SOVANA IN ARTE
Francesca Ventura
Sono sempre emozionata, prima di un debutto. Sono emozionata se va in scena un concerto, sono emozionata se proiettiamo un film, figuriamoci se ad andare in scena è un mio spettacolo, dove per di più debutta mia figlia! Finisco di prepararmi e apro la finestra, per dare uno sguardo al cielo immenso, costellato di stelle vicinissime. E’ una notte senza luna, illuminata appena dalle luci lontane e tremule di Sorano e Pitigliano. In lontananza, l’ombra scura del Monte Amiata. L’odore del bosco , che protegge la necropoli etrusca, mi avvolge con il suo respiro di macchia, misto ai profumi delle erbe aromatiche, dei gelsomini e del glicine, che provengono dal giardino dove lo staff dei giovanissimi addetti all’accoglienza sta lavorando allegramente per allestire il banchetto del dopo-spettacolo.
Mi affaccio all’altra finestra, per guardare gli spettatori ritardatari che si affrettano a lasciare la piazzetta di Sovana, che accoglie casa mia e quindi il mio Teatro: Palazzo Bourbon del Monte .
Mio padre ha impegnato più di quindici anni a riportare il Palazzetto alla sua struttura iniziale. Penso che sarebbe felice di vedere che la dimora, edificata nel ‘500 dall’architetto Vignola, è tornata alla sua destinazione originaria. Si, perché qui, proprio in questo salone dove mia figlia piccolissima si divertiva ad andare in bicicletta, in questo salone che da spazio vuoto è diventato casa e che da casa è diventato Teatro, cinque secoli fa si faceva musica. Musica per il vescovo Bourbon del Monte, di passaggio a Sovana per riscuotere tributi.
Ecco perché il Palazzetto si erge tra due chiese: l’antica chiesa di San Mamiliano, oggi museo dove è esposto il famoso tesoro ritrovato; e Santa Maria, splendida basilica romanica che accoglie uno ciborio in pietra di rara bellezza, unico esempio di arte preromanica esistente in Toscana.
Ora che il mio sguardo ha vagato su tutto quello che mi circonda e che amo sono più tranquilla. Chiudo le finestre e scendo. In camera di mia figlia, che durante la rassegna viene adibita a camerino per gli artisti, c’è il consueto panico prima della prima. Gli attori, nei loro costumi novecenteschi, sono pronti: elettrizzati, concentrati e terrorizzati. Insomma sono come devono essere.

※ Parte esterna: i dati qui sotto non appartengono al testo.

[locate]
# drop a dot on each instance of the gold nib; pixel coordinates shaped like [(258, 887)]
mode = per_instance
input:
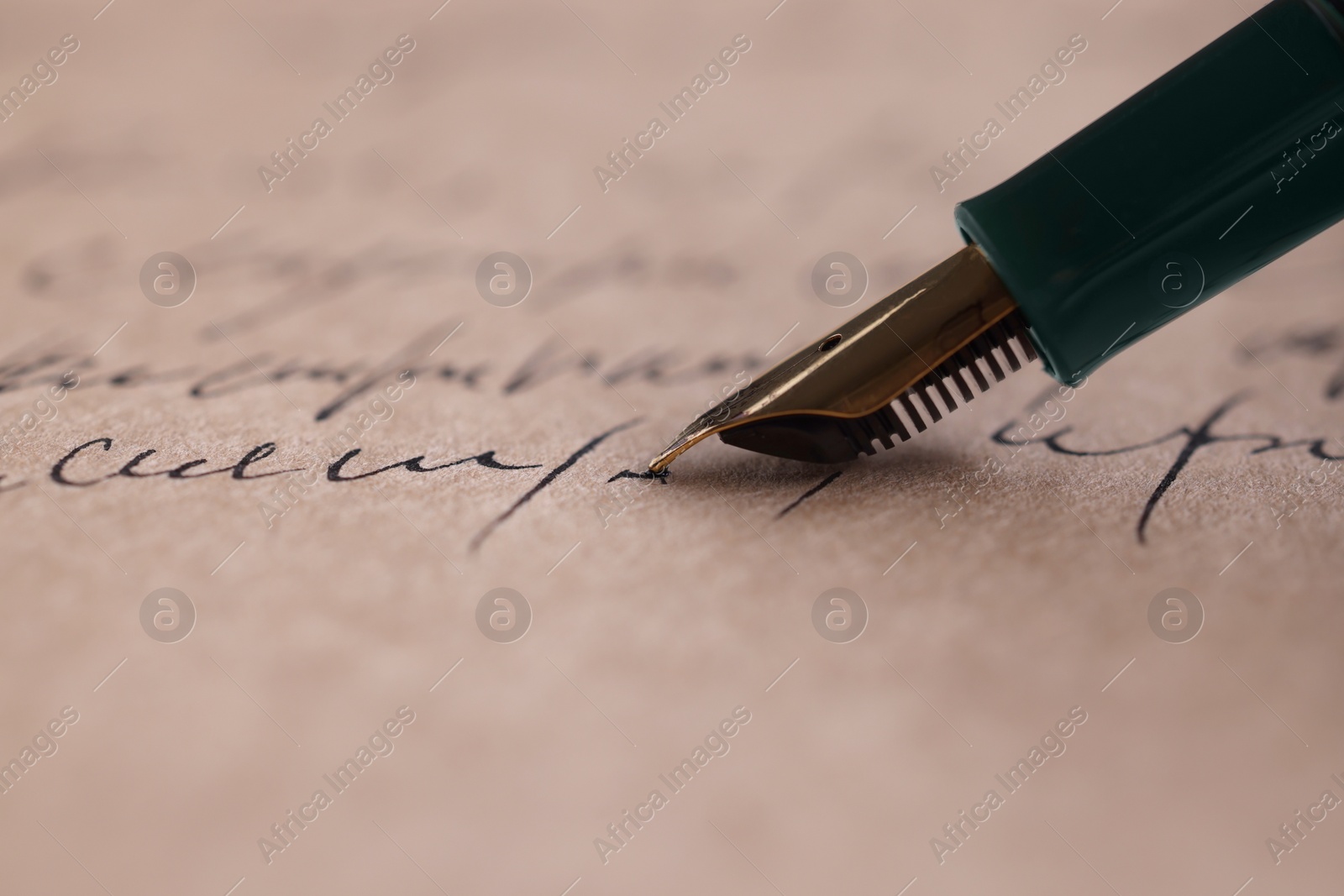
[(830, 401)]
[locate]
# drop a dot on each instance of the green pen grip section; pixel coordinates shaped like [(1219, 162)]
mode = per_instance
[(1200, 179)]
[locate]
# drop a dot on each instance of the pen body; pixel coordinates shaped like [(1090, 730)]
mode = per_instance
[(1198, 181)]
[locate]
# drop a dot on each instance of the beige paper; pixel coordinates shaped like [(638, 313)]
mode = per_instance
[(1003, 589)]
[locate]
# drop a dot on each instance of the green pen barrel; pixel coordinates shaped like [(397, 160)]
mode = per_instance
[(1198, 181)]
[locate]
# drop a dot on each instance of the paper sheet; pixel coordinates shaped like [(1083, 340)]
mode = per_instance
[(679, 638)]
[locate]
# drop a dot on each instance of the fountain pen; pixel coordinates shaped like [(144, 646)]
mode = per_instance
[(1227, 161)]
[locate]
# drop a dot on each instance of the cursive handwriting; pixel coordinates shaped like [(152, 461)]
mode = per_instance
[(1191, 441)]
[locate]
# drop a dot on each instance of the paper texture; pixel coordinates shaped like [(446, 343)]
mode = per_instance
[(1003, 587)]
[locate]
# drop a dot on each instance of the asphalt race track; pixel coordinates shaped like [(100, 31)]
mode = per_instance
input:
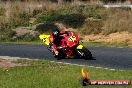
[(116, 58)]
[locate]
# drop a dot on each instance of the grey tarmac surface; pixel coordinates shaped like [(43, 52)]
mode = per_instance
[(115, 58)]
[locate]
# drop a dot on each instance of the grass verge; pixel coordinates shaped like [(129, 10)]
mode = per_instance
[(45, 74)]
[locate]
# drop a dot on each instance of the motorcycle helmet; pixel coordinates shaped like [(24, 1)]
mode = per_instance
[(56, 33)]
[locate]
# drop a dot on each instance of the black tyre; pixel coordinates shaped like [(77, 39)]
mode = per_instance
[(85, 53)]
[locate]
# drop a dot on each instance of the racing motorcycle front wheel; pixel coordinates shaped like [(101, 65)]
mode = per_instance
[(85, 53)]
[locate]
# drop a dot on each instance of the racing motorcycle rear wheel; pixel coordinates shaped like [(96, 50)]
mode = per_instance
[(85, 53)]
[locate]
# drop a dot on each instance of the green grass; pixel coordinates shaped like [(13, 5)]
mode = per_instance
[(45, 74), (106, 44)]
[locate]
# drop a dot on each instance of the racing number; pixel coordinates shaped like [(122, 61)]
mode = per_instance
[(72, 38), (44, 39)]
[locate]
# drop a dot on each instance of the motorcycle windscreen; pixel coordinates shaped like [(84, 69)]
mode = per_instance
[(72, 40), (45, 39)]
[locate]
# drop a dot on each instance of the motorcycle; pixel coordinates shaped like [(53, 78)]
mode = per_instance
[(69, 47)]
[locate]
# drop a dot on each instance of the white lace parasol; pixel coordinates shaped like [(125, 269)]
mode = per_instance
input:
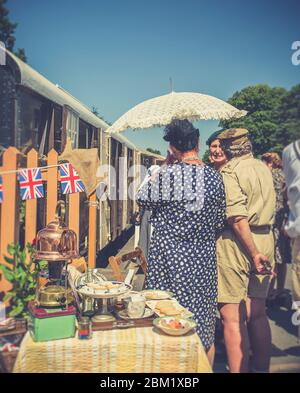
[(160, 111)]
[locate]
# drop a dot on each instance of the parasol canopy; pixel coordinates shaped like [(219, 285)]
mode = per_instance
[(161, 110)]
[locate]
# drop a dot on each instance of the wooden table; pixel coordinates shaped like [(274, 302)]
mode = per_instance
[(133, 350)]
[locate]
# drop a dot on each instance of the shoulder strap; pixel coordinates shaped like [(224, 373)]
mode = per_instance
[(296, 146)]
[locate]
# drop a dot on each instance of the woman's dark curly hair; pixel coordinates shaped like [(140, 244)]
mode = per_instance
[(182, 135)]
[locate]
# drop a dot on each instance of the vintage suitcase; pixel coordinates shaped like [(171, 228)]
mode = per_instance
[(47, 324)]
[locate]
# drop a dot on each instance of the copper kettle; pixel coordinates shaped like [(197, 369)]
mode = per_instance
[(56, 242)]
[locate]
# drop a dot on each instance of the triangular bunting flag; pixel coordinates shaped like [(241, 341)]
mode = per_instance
[(31, 184), (69, 179)]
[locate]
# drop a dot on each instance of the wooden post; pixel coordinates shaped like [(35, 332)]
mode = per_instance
[(74, 213), (31, 204), (51, 132), (92, 231), (9, 225), (52, 176)]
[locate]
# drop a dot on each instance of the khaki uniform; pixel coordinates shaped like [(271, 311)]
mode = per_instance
[(249, 193)]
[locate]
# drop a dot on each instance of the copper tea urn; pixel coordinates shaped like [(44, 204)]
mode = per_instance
[(56, 242)]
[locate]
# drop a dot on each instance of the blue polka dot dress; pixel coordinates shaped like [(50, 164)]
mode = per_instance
[(188, 209)]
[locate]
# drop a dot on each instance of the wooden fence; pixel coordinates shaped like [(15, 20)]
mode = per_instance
[(10, 207)]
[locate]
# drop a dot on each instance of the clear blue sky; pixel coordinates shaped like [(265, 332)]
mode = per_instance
[(115, 54)]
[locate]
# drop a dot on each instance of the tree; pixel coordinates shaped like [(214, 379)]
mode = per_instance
[(154, 151), (265, 106), (96, 112), (7, 31), (288, 115)]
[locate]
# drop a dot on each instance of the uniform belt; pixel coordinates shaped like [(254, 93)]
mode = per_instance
[(255, 228), (260, 228)]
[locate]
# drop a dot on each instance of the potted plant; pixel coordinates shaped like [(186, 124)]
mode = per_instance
[(23, 274)]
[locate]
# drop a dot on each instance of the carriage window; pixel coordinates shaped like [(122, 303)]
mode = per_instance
[(33, 117), (72, 127)]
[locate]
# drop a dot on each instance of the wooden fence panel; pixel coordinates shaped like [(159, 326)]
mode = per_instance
[(92, 230), (52, 178), (9, 210), (31, 204)]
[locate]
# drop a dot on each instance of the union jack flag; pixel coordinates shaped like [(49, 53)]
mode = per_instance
[(69, 179), (31, 184), (1, 190)]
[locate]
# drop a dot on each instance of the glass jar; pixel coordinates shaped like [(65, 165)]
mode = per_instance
[(84, 328)]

Li “benedico” con la consueta frase scaramantica, poi apro la tenda che ci separa dalla sala e salgo sul palco per annunciare l’inizio dello spettacolo. Lo scroscio di applausi che mi accoglie mi fa ricordare che la prossima estate debutterò, su queste tavole, con il v° canto dell’inferno di Dante. Un concerto per danza, voce e orchestra …e allora sarò io quella da benedire con la solita frase scaramantica!